- Born: 1947 Queens
- Alma mater: People's College of Law; Queens College; Atlanta Law School ;
- Occupation: Civil rights advocate, writer, paralegal, women's rights activist, LGBT rights activist
- Employer: AmeriCorps VISTA; Georgia Legal Services Program; The Great Speckled Bird; United States Equal Employment Opportunity Commission ;

= Lorraine Fontana =

American lesbian activist

Lorraine Fontana (born 1947) is an American lesbian activist and founder of the Atlanta Lesbian Feminist Alliance.

== Early life ==
Fontana was born in Queens, New York, to an Italian American family. She was inspired to become involved with racial justice movements after seeing the civil rights movement on TV as a child.

== Career and activism ==
In 1968, Fontana first came to Atlanta as a volunteer for VISTA under President Lyndon B. Johnson's War on Poverty, where she helped organize food buying clubs in poor neighborhoods.

Fontana was a writer for the Great Speckled Bird while she attended a psychology graduate program at Emory University. She dropped out of the program to pursue community organizing, where she met women involved with the Atlanta Women's Liberation, the Georgia Gay Liberation Front, and the Anti-Imperialist Coalition. During this time, Fontana lived in a collective household in the Little Five Points neighborhood.

Feeling alienated from the lack of queer representation in Atlanta Women's Liberation and the male-dominated Gay Liberation Front, Fontana, along with, among others, Diana Kaye, Elaine Kolb, Corinne Smith, Martha Smith, Marianna Kaufman, Helen Schietinger, Marilyn Langfeld, Sally Gabby, Pam Norris (Hatchet), and Vicki Gabriner, founded the Atlanta Lesbian Feminist Alliance. She lived in ALFA's Mansfield Street house, also known as the ALFA House, which served as the organization's hub. Fontana was part of ALFA's political action committee, where she networked with the wider gay community to organize pride marches, anti KKK protests, anti-racist initiatives, and protests against the police. Additionally, Fontana helped establish the ALFA lending library and was an active contributor to the organization's newsletter. She pitched for ALFA's softball team, the Omegas.

In 1976, Fontana left ALFA and moved to Los Angeles to attend the People's College of Law from 1976 to 1979. At the People's College of Law, Fontana became a member of the caucuses for women, gay, and working-class students.

In 1979, Fontana returned to Atlanta and continued working with ALFA. She took on a role as an outreach communicator and organizer with other queer organizations in the city. She also served as the ALFA rep to the National Anti-Klan Network, which is now the Center for Democratic Renewal. In the mid-80s, Fontana worked with Black White Men Together to pass an antiracist, anti-discrimination ordinance in Atlanta's bars.

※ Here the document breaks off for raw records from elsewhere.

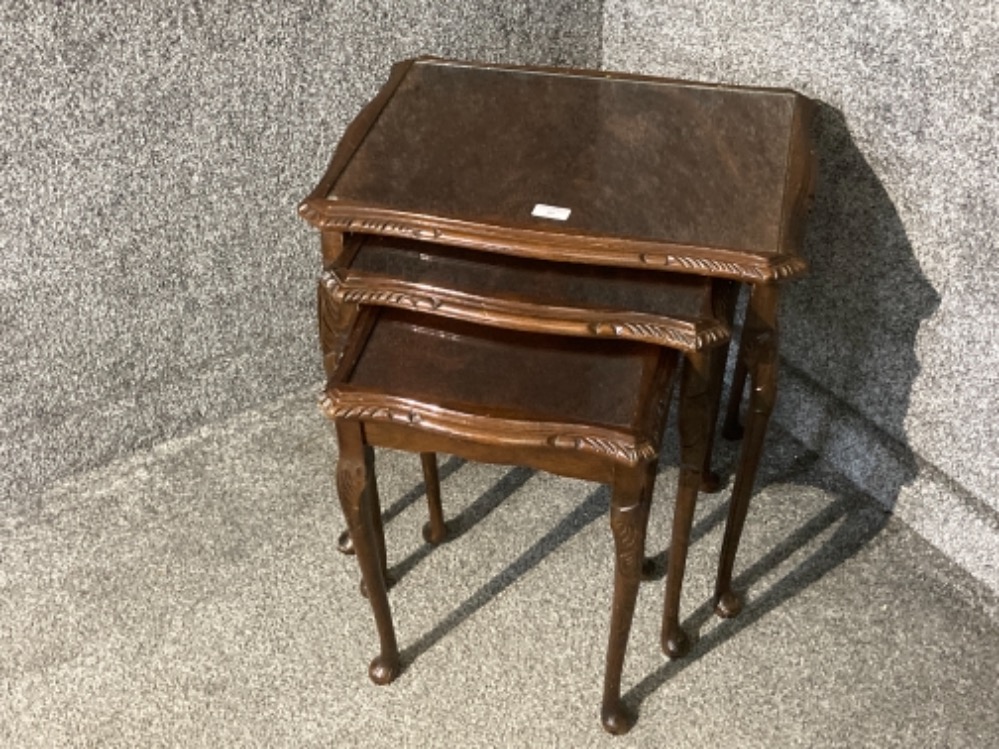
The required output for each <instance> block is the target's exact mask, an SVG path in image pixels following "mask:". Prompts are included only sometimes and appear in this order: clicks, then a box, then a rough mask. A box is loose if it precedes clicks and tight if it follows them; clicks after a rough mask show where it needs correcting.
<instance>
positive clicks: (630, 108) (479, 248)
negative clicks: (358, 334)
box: [300, 58, 814, 616]
mask: <svg viewBox="0 0 999 749" xmlns="http://www.w3.org/2000/svg"><path fill="white" fill-rule="evenodd" d="M813 109H814V106H813V103H812V102H811V101H810V100H809V99H807V98H805V97H803V96H801V95H800V94H797V93H795V92H794V91H789V90H782V89H763V88H746V87H734V86H721V85H709V84H702V83H691V82H687V81H679V80H670V79H663V78H652V77H645V76H635V75H624V74H616V73H614V74H612V73H604V72H597V71H582V70H563V69H549V68H528V67H514V66H500V65H484V64H472V63H464V62H456V61H450V60H440V59H436V58H420V59H415V60H407V61H404V62H401V63H399V64H397V65H395V66H394V67H393V69H392V72H391V75H390V77H389V80H388V81H387V83H386V84H385V85H384V86H383V88H382V89H381V91H380V92H379V93H378V95H377V96H376V97H375V98H374V99H373V100H372V102H371V103H370V104H369V105H368V106H367V107H365V109H364V110H363V111H362V112H361V114H360V115H359V116H358V117H357V118H356V119H355V120H354V121H353V122H352V123H351V125H350V126H349V127H348V129H347V131H346V133H345V135H344V137H343V139H342V140H341V142H340V146H339V147H338V149H337V151H336V153H335V154H334V156H333V159H332V161H331V163H330V166H329V168H328V170H327V172H326V174H325V176H324V178H323V180H322V181H321V182H320V183H319V185H318V186H317V187H316V189H315V190H314V191H313V192H312V193H311V194H310V196H309V197H308V198H307V199H306V200H305V201H304V202H303V203H302V205H301V207H300V211H301V214H302V215H303V217H304V218H306V219H307V220H308V221H309V222H311V223H312V224H314V225H315V226H317V227H319V228H320V229H322V231H323V255H324V263H325V264H326V265H327V267H333V266H334V265H335V264H336V260H337V258H338V257H339V256H340V254H341V253H342V251H343V237H344V234H353V233H361V234H380V235H385V236H394V237H406V238H411V239H418V240H424V241H431V242H434V243H437V244H445V245H453V246H457V247H463V248H466V249H470V250H476V251H482V252H490V253H501V254H506V255H516V256H524V257H532V258H536V259H541V260H549V261H561V262H571V263H585V264H591V265H603V266H621V267H631V268H641V269H646V270H648V271H649V272H650V273H663V272H669V273H685V274H699V275H703V276H711V277H714V278H719V279H729V280H735V281H739V282H743V283H745V284H748V285H749V287H750V294H749V300H748V304H747V310H746V318H745V322H744V325H743V332H742V343H741V349H740V360H739V366H738V367H737V374H738V375H740V376H737V377H736V383H737V385H739V384H741V382H740V380H741V374H742V373H748V376H749V378H750V381H751V387H750V396H749V402H748V407H747V409H746V416H745V432H744V438H743V446H742V451H741V455H740V459H739V465H738V468H737V471H736V478H735V482H734V484H733V488H732V499H731V503H730V510H729V518H728V522H727V525H726V530H725V537H724V541H723V546H722V553H721V556H720V560H719V570H718V578H717V583H716V591H715V592H716V602H717V610H718V611H719V613H721V614H722V615H726V616H731V615H734V614H736V613H738V611H739V609H740V608H741V601H740V599H739V597H738V596H737V594H736V593H735V592H734V591H733V589H732V569H733V564H734V559H735V553H736V549H737V546H738V542H739V537H740V535H741V532H742V526H743V524H744V521H745V517H746V512H747V509H748V506H749V499H750V495H751V494H752V489H753V484H754V482H755V478H756V471H757V466H758V464H759V459H760V453H761V450H762V445H763V441H764V436H765V433H766V428H767V423H768V421H769V417H770V414H771V411H772V409H773V405H774V400H775V398H776V392H777V352H778V335H777V332H778V298H779V297H778V288H779V282H780V281H783V280H785V279H788V278H792V277H794V276H797V275H799V274H801V273H803V272H804V271H805V269H806V263H805V261H804V259H803V258H802V256H801V253H800V250H801V245H802V240H803V233H804V224H805V221H804V219H805V215H806V213H807V209H808V203H809V200H810V196H811V187H812V181H813V174H814V166H813V165H814V158H813V155H812V152H811V142H810V137H809V121H810V119H811V115H812V111H813ZM736 392H741V388H739V387H737V388H736ZM736 402H738V396H737V398H736Z"/></svg>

After that, Fontana earned her J.D. from Atlanta Law School in 1981. From 1980 to 1983, she worked in the Atlanta office of the National Jury Project, which worked to support progressive trial lawyers. From 1999 to 2004, she worked as a paralegal for New York City's EEOC. In 2006, she worked as a legal assistant for Georgia's Lambda Legal Education & Defense Fund.

Fontana remains active in Atlanta's LGBTQ+ community and in social justice organizing. She is currently supports the First Existentialist Congregation of Atlanta's Social Justice Guild, the Georgia Peace & Justice Coalition, Charis Books, the Atlanta Grandmothers for Peace, SAGE Atlanta, and Southerners On New Ground. Additionally, Fontana has been a mainstay at many Atlanta pro-equality rallies and protests for decades.

She is also involved with the Moral Monday movement, participating in civil disobedience initiatives to protest a wide range of issues related to discrimination, conservative government legislation, and unfair treatment.

In 2023–24, Fontana was involved in the protests against Atlanta's Cop City, a police training facility. Channel 2 quoted her saying, "What we need is less cops, more people to help people in financial, health, mental health. We need that kind of health. We don’t need more police." She was arrested on June 29, 2023, on charges of criminal trespassing at a demonstration protesting Home Depot's financial support of the Atlanta Police Foundation.

== Personal life ==
She came out as lesbian in 1971.

== Legacy ==
Fontana was featured at the National Center for Civil & Human Rights in the Atlanta LGBTQ+ History Project: Out Down South Exhibition. Curated by Rachel Garbus & Sam Landis, the Out Down South exhibition presents stories of change-making LGBTQ+ Atlantans.

Fontana was also featured in a queer history exhibit at Georgia Tech. Exhibit curators gathered buttons from Fontana's and Maria Helena Dolan's personal collections, created replicas, and collected oral histories from the two women.